2025-06-19

Ludzie dają się łatwo wrabiać w "promocje" i kupują "na siłę". Po co?

 



Poniekąd temat poruszałam już we wpisie o Temu, ale dotyczy on chyba kupowania ogólnie. Silna potrzeba kupienia sobie czegoś nowego od czasu do czasu, korzystania z różnego rodzaju promocji, częstego odwiedzania molochów sklepowych (galerie handlowe) lub platform zakupowych, dotyka sporo osób. Mało kto z tej grupy zastanawia się, czy faktycznie potrzebuje daną rzecz, czy nie wystarczyłoby ją jedynie obejrzeć i odstawić na półkę...
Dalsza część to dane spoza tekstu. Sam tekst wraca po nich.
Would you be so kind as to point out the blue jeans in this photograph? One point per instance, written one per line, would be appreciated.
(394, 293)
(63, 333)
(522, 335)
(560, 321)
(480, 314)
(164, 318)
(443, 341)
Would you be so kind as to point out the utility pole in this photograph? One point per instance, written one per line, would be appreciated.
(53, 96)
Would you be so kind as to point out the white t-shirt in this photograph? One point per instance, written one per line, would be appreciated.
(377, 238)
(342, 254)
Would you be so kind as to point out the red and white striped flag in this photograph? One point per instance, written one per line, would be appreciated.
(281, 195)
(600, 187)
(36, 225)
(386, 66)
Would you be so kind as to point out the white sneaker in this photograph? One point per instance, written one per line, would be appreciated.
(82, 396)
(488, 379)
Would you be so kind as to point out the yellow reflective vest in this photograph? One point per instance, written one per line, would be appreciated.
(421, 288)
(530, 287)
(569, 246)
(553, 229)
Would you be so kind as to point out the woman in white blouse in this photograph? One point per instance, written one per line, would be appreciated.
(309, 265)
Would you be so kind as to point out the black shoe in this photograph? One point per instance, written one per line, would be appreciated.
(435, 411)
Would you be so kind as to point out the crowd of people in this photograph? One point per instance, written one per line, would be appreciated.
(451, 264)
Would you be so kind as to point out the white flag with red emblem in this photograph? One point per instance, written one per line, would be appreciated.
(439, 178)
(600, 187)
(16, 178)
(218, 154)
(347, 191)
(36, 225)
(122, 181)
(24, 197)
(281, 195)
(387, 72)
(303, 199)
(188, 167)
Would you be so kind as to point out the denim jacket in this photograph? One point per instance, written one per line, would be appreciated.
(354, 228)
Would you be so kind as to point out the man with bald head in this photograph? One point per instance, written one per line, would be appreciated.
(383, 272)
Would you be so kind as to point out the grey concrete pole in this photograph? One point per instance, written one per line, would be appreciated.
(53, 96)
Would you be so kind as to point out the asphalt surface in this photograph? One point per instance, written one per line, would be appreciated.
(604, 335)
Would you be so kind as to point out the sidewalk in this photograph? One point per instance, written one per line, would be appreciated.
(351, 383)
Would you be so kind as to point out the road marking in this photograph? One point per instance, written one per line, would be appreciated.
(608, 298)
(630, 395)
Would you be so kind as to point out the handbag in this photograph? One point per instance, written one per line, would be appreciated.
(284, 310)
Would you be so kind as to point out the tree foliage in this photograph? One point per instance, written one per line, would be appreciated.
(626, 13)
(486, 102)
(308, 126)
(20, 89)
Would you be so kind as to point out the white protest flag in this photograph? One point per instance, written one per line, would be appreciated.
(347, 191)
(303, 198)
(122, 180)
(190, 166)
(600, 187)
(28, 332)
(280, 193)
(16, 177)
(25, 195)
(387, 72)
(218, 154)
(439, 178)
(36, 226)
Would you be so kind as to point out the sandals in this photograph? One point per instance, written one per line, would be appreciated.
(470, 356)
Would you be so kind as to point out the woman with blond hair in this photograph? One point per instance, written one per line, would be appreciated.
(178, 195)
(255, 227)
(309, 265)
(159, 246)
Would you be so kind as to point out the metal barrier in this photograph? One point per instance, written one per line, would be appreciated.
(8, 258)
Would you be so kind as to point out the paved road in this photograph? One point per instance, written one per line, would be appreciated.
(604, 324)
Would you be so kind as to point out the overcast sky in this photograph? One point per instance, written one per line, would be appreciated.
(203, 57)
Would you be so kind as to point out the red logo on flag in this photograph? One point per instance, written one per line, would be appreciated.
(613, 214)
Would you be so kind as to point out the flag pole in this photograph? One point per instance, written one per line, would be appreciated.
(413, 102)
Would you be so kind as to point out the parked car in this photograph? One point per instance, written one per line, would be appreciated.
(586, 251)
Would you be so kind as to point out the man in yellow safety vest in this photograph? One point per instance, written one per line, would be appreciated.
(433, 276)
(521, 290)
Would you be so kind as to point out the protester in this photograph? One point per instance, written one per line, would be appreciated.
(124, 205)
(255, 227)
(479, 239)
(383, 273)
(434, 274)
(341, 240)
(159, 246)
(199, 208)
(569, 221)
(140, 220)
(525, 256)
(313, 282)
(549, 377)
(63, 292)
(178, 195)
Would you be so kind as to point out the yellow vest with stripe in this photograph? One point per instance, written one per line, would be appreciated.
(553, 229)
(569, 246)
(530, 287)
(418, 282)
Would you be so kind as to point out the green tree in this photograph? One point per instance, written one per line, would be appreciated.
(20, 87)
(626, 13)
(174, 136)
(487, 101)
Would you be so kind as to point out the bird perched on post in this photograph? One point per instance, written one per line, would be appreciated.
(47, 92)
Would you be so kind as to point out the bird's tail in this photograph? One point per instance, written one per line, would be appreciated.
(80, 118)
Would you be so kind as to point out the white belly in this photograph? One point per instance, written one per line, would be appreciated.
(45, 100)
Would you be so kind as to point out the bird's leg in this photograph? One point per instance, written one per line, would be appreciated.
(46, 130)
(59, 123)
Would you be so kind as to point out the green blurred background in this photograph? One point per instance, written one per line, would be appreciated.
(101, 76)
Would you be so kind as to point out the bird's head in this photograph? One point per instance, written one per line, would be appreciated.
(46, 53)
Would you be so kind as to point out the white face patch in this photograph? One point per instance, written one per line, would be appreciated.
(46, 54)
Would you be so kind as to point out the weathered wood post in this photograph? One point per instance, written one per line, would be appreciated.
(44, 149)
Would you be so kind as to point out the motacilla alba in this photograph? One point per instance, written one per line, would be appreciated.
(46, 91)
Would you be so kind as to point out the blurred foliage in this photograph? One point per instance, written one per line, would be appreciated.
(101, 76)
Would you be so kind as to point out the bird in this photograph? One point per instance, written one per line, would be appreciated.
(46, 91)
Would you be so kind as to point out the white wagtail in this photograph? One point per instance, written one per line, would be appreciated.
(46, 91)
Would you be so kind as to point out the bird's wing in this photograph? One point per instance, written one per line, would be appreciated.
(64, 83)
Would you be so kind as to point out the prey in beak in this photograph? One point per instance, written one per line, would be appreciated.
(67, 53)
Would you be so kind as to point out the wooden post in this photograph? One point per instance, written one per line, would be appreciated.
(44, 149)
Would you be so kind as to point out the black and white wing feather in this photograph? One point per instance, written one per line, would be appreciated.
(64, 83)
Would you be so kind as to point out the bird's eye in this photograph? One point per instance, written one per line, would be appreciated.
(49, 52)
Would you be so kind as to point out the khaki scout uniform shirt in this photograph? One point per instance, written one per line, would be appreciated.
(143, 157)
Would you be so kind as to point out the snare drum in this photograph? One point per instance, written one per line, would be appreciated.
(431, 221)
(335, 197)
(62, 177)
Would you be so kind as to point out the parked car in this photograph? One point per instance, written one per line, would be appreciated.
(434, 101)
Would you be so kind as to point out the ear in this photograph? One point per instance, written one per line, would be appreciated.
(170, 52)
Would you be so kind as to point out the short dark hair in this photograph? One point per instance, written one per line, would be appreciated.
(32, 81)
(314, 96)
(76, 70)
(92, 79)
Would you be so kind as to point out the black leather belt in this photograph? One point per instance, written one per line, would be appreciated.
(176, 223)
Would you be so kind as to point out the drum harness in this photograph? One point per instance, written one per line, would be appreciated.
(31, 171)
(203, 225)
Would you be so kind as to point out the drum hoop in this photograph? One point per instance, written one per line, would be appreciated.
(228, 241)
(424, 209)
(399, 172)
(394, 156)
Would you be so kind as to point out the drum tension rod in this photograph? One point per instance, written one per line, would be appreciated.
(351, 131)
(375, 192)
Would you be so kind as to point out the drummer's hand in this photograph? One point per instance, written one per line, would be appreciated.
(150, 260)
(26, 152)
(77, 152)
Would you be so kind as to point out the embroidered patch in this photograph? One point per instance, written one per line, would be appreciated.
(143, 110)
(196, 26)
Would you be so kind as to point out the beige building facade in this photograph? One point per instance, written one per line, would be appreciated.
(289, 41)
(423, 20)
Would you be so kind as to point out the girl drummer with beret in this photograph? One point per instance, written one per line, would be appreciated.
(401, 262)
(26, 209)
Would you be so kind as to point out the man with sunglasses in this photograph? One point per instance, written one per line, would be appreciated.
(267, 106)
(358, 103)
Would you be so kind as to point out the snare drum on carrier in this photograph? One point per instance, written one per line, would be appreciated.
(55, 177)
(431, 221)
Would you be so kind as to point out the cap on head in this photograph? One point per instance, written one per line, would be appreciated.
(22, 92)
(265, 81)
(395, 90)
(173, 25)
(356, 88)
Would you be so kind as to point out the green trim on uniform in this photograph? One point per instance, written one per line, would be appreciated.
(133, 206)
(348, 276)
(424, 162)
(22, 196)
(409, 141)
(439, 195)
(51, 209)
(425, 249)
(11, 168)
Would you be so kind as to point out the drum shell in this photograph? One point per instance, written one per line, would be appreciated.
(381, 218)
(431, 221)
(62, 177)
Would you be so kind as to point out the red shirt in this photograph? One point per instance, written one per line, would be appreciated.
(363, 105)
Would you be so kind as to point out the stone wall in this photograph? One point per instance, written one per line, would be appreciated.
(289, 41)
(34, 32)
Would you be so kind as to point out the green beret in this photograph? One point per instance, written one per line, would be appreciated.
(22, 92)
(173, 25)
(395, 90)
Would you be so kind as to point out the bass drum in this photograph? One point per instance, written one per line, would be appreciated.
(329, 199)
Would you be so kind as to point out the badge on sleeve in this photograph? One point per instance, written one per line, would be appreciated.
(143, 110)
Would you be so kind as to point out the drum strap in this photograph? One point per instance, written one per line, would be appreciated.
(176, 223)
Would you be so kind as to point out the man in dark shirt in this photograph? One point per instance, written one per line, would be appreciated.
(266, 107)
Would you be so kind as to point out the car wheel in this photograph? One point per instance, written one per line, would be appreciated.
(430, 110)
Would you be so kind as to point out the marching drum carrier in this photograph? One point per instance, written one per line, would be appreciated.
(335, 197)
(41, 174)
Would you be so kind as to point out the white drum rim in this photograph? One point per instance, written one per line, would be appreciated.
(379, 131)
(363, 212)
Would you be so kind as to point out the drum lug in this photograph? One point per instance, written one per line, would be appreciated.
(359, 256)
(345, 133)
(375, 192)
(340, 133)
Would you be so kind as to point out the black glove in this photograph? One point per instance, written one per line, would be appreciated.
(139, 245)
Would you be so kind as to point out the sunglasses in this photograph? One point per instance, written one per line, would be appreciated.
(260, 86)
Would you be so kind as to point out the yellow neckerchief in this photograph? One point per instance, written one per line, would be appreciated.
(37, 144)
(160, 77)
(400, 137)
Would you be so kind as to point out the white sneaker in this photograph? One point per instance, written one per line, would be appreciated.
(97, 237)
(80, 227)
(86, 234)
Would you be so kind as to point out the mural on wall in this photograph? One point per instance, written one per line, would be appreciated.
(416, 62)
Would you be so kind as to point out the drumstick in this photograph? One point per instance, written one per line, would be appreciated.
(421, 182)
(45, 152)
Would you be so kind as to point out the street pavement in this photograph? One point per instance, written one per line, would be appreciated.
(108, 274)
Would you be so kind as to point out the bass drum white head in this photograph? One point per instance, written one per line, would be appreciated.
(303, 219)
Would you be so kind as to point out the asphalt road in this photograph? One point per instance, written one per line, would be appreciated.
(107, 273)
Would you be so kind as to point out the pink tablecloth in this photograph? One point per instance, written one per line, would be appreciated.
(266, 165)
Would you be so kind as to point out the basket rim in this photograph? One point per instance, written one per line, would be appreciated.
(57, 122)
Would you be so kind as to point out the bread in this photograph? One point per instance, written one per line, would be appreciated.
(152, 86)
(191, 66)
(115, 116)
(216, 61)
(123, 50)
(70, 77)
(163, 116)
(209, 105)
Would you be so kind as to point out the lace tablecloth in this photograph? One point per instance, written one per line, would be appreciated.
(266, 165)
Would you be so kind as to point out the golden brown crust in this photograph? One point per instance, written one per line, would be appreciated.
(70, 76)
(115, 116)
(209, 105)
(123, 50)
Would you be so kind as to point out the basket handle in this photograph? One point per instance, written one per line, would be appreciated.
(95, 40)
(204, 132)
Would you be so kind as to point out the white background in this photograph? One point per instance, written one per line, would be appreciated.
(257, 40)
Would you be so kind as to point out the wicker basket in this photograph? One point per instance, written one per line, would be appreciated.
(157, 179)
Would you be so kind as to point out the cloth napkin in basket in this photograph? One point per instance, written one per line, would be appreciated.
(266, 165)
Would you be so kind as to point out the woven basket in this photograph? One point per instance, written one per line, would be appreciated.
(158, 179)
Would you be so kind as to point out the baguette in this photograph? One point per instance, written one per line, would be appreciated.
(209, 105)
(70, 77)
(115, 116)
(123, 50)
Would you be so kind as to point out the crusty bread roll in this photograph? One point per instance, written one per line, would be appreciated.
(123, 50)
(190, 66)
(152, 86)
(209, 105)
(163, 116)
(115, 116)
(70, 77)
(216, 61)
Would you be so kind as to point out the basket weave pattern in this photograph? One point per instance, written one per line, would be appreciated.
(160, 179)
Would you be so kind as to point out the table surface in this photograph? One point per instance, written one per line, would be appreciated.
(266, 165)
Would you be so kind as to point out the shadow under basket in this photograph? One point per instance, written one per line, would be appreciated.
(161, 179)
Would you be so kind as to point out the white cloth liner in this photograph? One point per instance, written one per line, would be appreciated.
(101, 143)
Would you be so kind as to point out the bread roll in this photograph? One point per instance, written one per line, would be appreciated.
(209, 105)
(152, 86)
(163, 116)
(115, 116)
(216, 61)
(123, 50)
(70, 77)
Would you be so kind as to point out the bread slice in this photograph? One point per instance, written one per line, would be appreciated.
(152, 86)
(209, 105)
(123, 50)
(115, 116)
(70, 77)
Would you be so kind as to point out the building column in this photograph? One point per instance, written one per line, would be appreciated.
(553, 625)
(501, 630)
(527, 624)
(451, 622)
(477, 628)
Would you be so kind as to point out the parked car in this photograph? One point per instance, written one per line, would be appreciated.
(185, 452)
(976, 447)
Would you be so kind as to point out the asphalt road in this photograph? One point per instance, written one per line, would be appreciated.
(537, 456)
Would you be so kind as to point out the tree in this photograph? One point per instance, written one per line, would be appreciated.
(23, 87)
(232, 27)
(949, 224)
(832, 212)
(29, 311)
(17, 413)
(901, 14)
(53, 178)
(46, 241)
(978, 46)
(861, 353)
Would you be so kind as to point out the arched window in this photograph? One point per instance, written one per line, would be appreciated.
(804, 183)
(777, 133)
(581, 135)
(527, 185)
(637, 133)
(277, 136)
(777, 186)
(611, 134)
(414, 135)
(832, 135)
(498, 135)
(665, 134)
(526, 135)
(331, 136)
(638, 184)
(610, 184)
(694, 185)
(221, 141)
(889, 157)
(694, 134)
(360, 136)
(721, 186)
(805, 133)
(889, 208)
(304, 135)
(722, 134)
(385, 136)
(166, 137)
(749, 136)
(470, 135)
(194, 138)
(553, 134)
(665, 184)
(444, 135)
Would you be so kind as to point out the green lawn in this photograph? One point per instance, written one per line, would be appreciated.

Żona znajomego zwierzyła mi się kiedyś, że ona koniecznie musi choć raz w tygodniu, podczas powrotu z pracy, wpaść do galerii handlowej. Przeważnie te odwiedziny kończą się choć drobnym zakupem. Efekt? Szafy na ubrania i buty pękają w szwach, a szuflady pełne dupereli z trudem dają się otworzyć... W stałym, codziennym użytkowaniu jest zaledwie 25% całej posiadanej garderoby, a wspomniane wyżej pierdoły często nie widzą światła dziennego do dnia, gdy jakiś kredens wymienia się na nowy mebel, więc trzeba go opróżnić.

Jaki jest też sens korzystania z rabatów, jeśli trzeba spełniać ich warunki, np. w postaci zrobienia zakupów za 70, 100, czy 200 zł, aby nabyć coś innego za grosz czy 10% stałej wartości? No, chyba że robisz zakupy z  inną osobą lub nawet dwiema osobami, z których każda kupi coś, co jej się faktycznie przyda, a potem podzielicie się tą często  stosunkowo drobną kwotą, którą się zaoszczędziło.


OK, ktoś powie: niech każdy robi ze swoją kasą, co chce. Ma to sens, ale przy tym widać tę całą głupotę ludzką, kiedy to masa klientów daje się po prostu naciągać, ale sami mają osobie świetne mniemanie w kwestii gospodarności.

1 comment:

  1. Na sklepy jestem odporna, bo nie grzeszę bogactwem. Galerii handlowych nie cierpię, bo żeby znaleźć jeden sklep trzeba zrobić pierdyliard kilometrów.